Progressive Deformation of Deep Brain Nuclei and Hippocampal-Amygdala Formation in Schizophrenia

Lei Wang*, Daniel Mamah, Michael P. Harms, Meghana Karnik, Joseph L. Price, Mokhtar H. Gado, Paul A. Thompson, Deanna M. Barch, Michael I. Miller, John G. Csernansky

*Corresponding author for this work

Research output: Contribution to journalArticlepeer-review

67 Scopus citations

Abstract

Background: Progressive decreases in cortical gray matter volume have been reported in schizophrenia. However, studies of progressive change in deep brain nuclei and hippocampal-amygdala formation have not yielded consistent findings. Methods: Two high-resolution, T1-weighted magnetic resonance images were collected 2 years apart in 56 schizophrenia and 62 control subjects. Large-deformation high-dimensional brain mapping was used to generate surfaces for deep brain nuclei and hippocampal-amygdala formation at baseline and follow-up.
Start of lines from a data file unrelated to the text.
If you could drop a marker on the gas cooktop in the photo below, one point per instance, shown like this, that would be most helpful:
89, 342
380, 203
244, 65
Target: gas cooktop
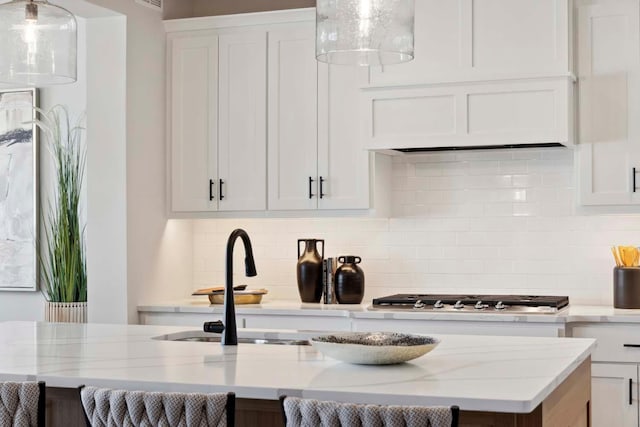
473, 303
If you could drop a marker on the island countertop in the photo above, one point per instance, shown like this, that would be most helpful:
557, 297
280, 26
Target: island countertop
477, 373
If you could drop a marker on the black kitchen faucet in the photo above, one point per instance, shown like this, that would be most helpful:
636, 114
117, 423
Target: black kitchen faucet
228, 328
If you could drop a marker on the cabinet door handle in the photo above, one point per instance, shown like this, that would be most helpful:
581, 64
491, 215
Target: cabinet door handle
310, 185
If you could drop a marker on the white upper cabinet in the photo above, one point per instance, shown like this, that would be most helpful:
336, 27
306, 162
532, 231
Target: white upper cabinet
253, 125
242, 127
474, 40
343, 163
293, 118
193, 122
609, 103
217, 112
316, 159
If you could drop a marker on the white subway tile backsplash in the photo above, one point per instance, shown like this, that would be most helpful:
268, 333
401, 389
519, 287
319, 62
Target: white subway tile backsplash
487, 221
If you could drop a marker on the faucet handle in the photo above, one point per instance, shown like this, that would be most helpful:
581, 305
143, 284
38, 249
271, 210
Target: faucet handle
216, 327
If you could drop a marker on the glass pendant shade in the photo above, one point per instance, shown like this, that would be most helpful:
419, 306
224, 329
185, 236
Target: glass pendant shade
364, 32
38, 44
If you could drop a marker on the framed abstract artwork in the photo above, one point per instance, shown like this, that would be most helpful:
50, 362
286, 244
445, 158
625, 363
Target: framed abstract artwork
18, 190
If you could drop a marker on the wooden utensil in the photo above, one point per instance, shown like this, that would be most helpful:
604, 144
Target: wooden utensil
616, 257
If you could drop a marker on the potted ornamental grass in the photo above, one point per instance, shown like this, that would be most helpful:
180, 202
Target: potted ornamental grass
62, 256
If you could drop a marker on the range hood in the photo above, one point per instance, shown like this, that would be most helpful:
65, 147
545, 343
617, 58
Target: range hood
474, 115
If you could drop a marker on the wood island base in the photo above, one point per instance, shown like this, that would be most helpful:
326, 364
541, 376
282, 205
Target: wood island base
567, 406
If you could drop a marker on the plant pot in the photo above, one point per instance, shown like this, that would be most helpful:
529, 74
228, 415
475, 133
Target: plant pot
69, 312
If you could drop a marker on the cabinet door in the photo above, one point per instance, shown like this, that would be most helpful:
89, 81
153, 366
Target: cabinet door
242, 137
614, 395
193, 121
292, 140
609, 103
463, 40
343, 163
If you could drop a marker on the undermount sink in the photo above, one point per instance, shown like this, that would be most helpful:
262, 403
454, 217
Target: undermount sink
200, 336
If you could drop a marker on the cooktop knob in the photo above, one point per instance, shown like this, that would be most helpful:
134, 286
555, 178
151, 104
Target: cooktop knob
480, 306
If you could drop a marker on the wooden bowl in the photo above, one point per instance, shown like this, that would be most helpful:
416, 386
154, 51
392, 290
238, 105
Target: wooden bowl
240, 297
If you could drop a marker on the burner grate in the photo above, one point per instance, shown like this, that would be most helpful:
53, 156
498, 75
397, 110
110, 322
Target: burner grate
546, 303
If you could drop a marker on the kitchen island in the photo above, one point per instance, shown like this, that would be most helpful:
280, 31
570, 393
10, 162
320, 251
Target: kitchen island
495, 380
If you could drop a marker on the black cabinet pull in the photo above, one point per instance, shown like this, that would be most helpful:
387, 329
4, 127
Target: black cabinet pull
310, 184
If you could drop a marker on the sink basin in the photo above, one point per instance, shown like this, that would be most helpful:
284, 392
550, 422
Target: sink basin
200, 336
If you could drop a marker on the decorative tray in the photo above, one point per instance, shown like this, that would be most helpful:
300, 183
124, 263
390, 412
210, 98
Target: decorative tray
374, 348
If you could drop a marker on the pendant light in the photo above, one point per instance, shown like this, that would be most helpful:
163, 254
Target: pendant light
38, 43
364, 32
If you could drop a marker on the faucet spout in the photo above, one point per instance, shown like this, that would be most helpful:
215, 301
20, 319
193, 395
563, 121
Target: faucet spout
230, 332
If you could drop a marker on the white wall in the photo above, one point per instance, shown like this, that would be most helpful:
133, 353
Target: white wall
132, 250
30, 305
486, 221
146, 257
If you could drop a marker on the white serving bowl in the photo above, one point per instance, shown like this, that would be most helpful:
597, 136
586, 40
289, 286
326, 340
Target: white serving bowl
374, 348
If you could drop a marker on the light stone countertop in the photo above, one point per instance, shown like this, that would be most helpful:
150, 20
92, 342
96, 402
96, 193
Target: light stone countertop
501, 374
575, 313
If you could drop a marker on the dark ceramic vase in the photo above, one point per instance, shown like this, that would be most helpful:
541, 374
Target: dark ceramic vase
309, 270
349, 280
Repeated-measures analysis of variance was used to test for longitudinal changes in volume and shape. Results: The pattern of progressive changes in the deep brain nuclei and hippocampal-amygdala formation in schizophrenia and control subjects was variable. Of the structures that receive direct projections from the cortex, the thalamus, caudate nucleus, nucleus accumbens, and hippocampus showed changes specific to subjects with schizophrenia, and changes in the amygdala and putamen were similar in both groups. Although different at baseline, no progressive change was observed in the globus pallidus, which does not receive direct projections from the cortex. Conclusions: These findings suggest that the disease process of schizophrenia is associated with progressive effects on brain structure and that brain structures that receive direct, excitatory connections from the cortex may be more likely to show progressive changes, compared with brain structures that receive indirect, inhibitory connections from the cortex. These findings are also somewhat consistent with the hypothesis that overactivity of excitatory pathways in the brain may contribute to the neural degeneration that occurs in at least a subgroup of individuals with schizophrenia.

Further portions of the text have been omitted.